祁冬雪想着想着,就合上了双眸,睡了过去……
等她醒来的时候,抬腕一看手表,发现已经是下午两点多了。
祁冬雪一下子就坐了起来,四周静悄悄的,只有自己的呼吸声在房间里来回飘荡着。她急忙穿鞋下地,走了出去,见屋里空无一人,来到外面,马车也没在院里,知道父母这是还没回来。
祁冬雪打开大门,往父母归来的方向看去,并没发现他们的身影。
“冬雪姐,你在看啥呢?”
祁冬雪转头看去,原来是王菊花的三儿子白川。
“白川,你这是要出去啊?”
“嗯呐。冬雪姐,你先忙。”
“那你快走吧。”
白川表面平静,内心却激动不已,自己心目中的女神就在面前,啊,这感觉太美妙了!他仿佛踩在了云朵上面,全身轻飘飘的。暗暗发誓,自己以后一定好好努力,争取早日得偿所愿。加油!
白川在心里给自己打气,然后便加快了脚步,越走越快,最后消失在那条土路的尽头……
祁国林和妻子回来的时候,已经是下午四点多了。
祁冬雪看母亲喜滋滋地进了家门,这才把提着的心落下。
“妈,你和我爸咋回来这么晚?我都担心了一下午。”
“走,冬雪,跟妈进屋——妈晚上给你做红烧肉吃。”
祁冬雪跟着母亲来到屋里,问道:“妈,瞧你这么高兴,是赚着钱了?”
“那还用说。你没听过,老将出马——一个顶俩吗?”
“是是是!我妈是谁?我妈可是大名鼎鼎,响彻安乐村的林芳!”
“行了,你也别飘你老妈了。冬雪,你猜我和你爸今天赚了多少钱?”林芳得意洋洋地问道。
要是赚个百八十块钱,母亲不会这么高兴,肯定是没少赚。祁冬雪想到此,决定往多了猜猜,“两百块?”
“再猜!”
“三百块!”
“算了,妈也别吊你胃口了,我跟你爸今天赚了四百多块。”
“行啊,妈!你告诉我,咋赚这么多的?”祁冬雪也挺好奇。
“我和你爸在一个倒闭的私人小厂子收到了货——明天还得去呢。”
“都收的啥,赚了这么多钱?”祁冬雪问道。
“破烂里面有几块黄铜疙瘩,还有一些废铝,卖的人不认识,才让咱们捡了这么大的便宜。”
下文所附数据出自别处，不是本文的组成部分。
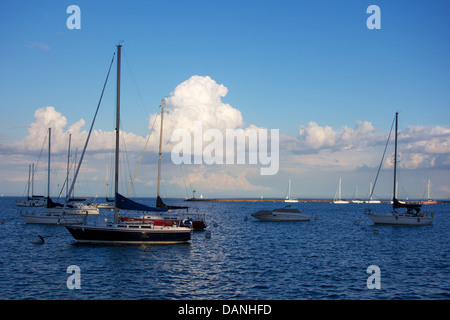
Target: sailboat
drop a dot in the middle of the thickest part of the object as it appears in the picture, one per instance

“我说呢!”祁冬雪停顿了一下,接着问道:“妈,你和我爸中午吃饭了吗?”
“吃了。我买了五根麻花,跟你爸对付了一口,要不,可挺不到现在。”
祁冬雪给母亲打好洗脸水;把锅里保温的饭菜端了出来,然后把买回来的五花肉洗干净,切成小块,等母亲做。
她做的红烧肉也挺好吃的,但没有母亲做的好吃。
林芳用了一个多小时,把红烧肉做的软烂,入口即化,吃到嘴里,那叫一个香。
祁冬雪特意给万老太太送了一碗红烧肉。因为今天吃的晚,就没接她过来一起吃——主要是怕饿着她。
就这样,祁国林和林芳在这家厂子收了三天货,才算完事。
等祁冬雪例假走干净之后,已经是五天之后了。天,早已是深秋。
今天是祁冬雪跟父亲出去收的。她穿着一件以前淘汰下来的棉大衣,虽说样子过时了,但依然保暖。
父女俩今天去的是西岭,路程有点远。
祁国林也是听同行说,那疙瘩有货。所以,今天带女儿去看看。
“爸,那疙瘩的国矿已经黄了,咱们能收着东西吗?”
“冬雪,那疙瘩是老矿。要是碰到卖货的,肯定不少收,就怕碰不到。”
“爸,要是碰不到,咱父女俩就当溜达了。”
“嗯,你能这么想就对了!”
祁冬雪跟父亲不时说上两句,不知不觉就到了今天的目的地。
一进入这个地界,明显感觉到跟东岭的不同。这个地方处处透着萧瑟,也不知是深秋的原因,还是别的原因,反正给人一种荒凉的感觉。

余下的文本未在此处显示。